La formation tout au long de la vie est majeure
Ce sont bien les entreprises qui définissent la période d’activité moyenne des salariés et c’est bien l’Etat qui est chargé de la formation, depuis longtemps en décalage avec les besoins des entreprises et des individus. Tout le monde s’accorde effectivement à souligner deux difficultés. Notre formation initiale est très moyenne dans les classements internationaux, et notre formation continue abandonne toute ambition de maintenir les gens en emploi plus longtemps à partir de 50 ans.

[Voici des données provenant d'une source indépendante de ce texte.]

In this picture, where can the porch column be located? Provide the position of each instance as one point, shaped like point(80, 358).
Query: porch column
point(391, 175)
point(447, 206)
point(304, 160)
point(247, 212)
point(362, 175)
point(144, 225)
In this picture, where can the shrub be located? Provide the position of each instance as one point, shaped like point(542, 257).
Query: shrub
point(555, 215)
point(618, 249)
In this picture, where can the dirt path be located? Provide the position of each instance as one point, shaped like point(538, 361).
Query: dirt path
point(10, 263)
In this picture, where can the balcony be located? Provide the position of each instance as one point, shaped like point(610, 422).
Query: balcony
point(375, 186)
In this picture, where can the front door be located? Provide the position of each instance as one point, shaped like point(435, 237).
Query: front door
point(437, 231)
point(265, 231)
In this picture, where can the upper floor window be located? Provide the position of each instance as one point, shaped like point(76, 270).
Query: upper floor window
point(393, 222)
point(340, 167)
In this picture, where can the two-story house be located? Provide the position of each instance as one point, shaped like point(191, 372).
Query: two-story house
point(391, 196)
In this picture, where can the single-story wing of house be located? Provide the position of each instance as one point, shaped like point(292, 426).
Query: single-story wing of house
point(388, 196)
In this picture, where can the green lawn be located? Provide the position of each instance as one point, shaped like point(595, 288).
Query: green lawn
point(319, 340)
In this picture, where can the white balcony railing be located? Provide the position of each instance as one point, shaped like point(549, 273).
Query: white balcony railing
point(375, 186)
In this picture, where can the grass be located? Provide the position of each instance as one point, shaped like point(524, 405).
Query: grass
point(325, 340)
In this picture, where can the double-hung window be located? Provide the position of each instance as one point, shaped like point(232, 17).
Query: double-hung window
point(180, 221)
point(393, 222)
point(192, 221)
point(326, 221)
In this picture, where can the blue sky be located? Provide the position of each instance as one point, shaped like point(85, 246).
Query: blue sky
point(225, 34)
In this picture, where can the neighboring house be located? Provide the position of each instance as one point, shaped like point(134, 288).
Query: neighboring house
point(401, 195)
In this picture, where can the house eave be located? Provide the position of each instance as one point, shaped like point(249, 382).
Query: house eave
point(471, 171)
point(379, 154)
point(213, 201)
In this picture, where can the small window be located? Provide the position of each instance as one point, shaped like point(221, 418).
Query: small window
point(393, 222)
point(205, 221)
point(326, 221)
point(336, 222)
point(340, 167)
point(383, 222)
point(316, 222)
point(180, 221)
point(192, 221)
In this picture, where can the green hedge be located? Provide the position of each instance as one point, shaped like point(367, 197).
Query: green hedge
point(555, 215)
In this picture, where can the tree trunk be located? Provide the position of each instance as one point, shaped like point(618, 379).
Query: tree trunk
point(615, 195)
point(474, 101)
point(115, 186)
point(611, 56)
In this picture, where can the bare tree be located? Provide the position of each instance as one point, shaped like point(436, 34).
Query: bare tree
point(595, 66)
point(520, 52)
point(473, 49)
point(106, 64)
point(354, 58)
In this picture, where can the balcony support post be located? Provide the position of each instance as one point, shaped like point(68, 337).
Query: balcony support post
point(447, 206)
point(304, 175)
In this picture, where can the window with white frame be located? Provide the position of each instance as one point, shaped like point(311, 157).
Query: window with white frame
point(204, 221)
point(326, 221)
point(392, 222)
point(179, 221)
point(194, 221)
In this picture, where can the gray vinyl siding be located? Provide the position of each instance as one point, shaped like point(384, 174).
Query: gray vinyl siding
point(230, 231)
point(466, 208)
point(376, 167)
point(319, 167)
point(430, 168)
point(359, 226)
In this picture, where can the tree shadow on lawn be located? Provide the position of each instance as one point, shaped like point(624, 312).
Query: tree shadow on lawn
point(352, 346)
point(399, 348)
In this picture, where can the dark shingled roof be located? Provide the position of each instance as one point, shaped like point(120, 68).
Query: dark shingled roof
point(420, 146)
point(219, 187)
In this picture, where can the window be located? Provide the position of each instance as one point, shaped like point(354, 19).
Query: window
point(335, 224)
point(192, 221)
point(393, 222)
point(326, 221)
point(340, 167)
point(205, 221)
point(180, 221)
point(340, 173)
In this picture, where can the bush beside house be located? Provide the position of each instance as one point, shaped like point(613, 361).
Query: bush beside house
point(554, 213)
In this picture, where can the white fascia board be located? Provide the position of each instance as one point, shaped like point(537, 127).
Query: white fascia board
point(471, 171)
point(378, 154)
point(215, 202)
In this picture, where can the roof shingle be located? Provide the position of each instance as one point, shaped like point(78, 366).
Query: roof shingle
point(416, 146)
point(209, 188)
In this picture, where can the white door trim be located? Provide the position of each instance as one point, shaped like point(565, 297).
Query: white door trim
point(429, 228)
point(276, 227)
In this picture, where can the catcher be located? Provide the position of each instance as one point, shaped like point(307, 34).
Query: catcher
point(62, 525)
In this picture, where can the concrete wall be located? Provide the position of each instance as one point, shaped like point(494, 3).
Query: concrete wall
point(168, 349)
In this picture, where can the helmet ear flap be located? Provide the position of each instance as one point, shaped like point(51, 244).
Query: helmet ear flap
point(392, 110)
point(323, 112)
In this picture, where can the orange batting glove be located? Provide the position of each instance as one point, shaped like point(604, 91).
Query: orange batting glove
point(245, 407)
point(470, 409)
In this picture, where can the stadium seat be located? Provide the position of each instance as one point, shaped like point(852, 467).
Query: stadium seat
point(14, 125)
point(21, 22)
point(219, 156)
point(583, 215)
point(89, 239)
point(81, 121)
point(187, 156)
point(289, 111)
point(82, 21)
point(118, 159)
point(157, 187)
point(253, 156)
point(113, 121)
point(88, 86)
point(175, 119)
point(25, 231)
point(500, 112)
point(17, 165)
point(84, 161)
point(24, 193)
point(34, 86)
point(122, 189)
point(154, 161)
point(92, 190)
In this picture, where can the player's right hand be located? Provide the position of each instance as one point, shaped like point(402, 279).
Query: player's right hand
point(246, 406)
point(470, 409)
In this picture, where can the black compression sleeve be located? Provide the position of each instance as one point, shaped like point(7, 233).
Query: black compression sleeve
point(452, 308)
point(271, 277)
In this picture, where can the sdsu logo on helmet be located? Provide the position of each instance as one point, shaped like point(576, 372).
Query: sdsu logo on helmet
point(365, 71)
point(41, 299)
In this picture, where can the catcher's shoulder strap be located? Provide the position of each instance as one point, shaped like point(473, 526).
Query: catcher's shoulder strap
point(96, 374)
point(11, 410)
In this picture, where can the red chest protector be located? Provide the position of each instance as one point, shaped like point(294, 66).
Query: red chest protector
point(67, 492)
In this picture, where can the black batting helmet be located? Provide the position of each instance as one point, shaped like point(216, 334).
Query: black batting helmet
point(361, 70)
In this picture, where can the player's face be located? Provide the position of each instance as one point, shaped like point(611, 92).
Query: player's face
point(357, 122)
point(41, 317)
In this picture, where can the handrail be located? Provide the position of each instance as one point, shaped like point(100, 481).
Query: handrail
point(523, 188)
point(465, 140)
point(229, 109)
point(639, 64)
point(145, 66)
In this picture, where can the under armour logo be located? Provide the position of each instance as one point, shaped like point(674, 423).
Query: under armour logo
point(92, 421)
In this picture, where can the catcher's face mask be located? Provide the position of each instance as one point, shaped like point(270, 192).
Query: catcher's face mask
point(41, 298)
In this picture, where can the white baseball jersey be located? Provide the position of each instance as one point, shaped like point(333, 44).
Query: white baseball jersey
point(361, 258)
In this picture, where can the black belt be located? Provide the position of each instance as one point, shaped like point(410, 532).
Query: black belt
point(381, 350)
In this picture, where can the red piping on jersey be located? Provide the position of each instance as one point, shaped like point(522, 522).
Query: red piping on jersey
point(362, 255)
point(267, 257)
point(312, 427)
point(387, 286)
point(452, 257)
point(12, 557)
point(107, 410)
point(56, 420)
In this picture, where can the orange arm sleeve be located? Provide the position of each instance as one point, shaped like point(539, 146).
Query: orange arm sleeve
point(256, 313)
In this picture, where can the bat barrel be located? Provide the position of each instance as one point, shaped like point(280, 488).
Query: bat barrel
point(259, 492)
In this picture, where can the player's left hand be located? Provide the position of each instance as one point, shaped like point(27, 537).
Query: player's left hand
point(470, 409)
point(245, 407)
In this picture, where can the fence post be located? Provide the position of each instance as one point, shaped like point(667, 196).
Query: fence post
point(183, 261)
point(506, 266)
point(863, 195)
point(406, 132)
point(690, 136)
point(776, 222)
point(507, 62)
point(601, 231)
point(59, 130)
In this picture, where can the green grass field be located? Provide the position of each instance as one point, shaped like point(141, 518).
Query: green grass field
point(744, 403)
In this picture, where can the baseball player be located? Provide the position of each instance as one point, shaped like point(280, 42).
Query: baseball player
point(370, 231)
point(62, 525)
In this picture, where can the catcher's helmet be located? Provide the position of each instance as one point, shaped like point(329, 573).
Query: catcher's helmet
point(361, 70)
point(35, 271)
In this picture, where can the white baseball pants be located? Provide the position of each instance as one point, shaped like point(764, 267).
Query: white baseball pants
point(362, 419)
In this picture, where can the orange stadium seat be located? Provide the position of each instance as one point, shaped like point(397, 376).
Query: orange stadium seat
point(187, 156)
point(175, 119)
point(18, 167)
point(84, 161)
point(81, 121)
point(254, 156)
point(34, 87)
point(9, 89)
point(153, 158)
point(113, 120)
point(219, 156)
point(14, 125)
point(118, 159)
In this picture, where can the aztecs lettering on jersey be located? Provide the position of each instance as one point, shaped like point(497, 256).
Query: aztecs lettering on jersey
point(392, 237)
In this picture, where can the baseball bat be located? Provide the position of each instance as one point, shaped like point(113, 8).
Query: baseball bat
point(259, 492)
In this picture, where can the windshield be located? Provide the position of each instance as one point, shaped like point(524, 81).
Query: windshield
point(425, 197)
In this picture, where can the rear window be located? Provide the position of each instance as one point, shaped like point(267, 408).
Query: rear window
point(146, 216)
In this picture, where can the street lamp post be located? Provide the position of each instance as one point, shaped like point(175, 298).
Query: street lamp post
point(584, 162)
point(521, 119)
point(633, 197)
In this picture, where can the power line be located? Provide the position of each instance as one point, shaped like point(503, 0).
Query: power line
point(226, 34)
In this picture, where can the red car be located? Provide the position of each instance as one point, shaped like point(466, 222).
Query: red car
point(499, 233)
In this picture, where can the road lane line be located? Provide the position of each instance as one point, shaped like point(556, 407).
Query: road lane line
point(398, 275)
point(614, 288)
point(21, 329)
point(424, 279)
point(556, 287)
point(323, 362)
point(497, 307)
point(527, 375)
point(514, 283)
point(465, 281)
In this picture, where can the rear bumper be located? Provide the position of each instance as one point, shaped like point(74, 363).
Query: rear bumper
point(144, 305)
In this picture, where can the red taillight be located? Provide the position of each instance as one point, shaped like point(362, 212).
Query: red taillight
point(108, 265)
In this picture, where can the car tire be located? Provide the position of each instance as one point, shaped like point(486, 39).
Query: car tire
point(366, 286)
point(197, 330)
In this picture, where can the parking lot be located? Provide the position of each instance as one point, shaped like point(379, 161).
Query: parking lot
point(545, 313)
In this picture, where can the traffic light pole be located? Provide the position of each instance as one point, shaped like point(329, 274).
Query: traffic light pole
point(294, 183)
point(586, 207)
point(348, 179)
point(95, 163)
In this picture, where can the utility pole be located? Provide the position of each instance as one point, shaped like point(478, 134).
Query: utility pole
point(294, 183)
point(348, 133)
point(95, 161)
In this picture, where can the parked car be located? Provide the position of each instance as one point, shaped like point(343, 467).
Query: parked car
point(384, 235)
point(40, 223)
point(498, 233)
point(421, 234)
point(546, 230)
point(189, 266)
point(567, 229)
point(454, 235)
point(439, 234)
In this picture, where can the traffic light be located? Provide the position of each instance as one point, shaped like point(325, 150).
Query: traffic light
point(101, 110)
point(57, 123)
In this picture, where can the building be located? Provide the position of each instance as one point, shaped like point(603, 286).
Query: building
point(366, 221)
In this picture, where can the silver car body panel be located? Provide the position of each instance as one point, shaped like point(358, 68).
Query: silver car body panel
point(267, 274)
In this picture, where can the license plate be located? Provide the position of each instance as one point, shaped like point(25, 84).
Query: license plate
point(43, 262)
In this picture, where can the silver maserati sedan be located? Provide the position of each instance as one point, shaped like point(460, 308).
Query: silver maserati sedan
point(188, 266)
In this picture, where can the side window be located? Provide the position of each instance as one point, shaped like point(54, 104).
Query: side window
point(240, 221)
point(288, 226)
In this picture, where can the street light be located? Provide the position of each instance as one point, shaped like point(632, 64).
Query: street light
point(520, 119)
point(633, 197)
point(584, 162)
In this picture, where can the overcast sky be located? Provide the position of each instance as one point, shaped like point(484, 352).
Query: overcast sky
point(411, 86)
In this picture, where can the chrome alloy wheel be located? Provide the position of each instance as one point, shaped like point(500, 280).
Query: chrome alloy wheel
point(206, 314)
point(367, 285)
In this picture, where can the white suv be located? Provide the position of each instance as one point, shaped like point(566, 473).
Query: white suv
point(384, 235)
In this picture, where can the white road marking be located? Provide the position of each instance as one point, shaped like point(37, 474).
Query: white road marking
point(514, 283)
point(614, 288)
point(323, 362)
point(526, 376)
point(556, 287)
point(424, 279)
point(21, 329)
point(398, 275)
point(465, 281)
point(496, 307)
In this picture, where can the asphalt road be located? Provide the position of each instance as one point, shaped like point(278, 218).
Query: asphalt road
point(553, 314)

Quant au phénomène des emplois non pourvus, sûrement supérieurs aux 373 100 évoqués, il est révélateur de ce qu’il reste à faire au-delà de l’évolution des paramètres. Il s’agit évidemment d’abord de créer de meilleures conditions de travail et de rémunération. Mais cela ne suffit pas. Il faut améliorer les perspectives de carrière.
Pour cela, la formation tout au long de la vie est majeure, à l’image du Danemark qui en permanence forme 32 % de sa population active et enregistre chaque année un taux de chômage figurant parmi les plus bas d’Europe. On le voit, la réforme suppose une mobilisation générale bien au-delà d’une simple modification de quelques paramètres.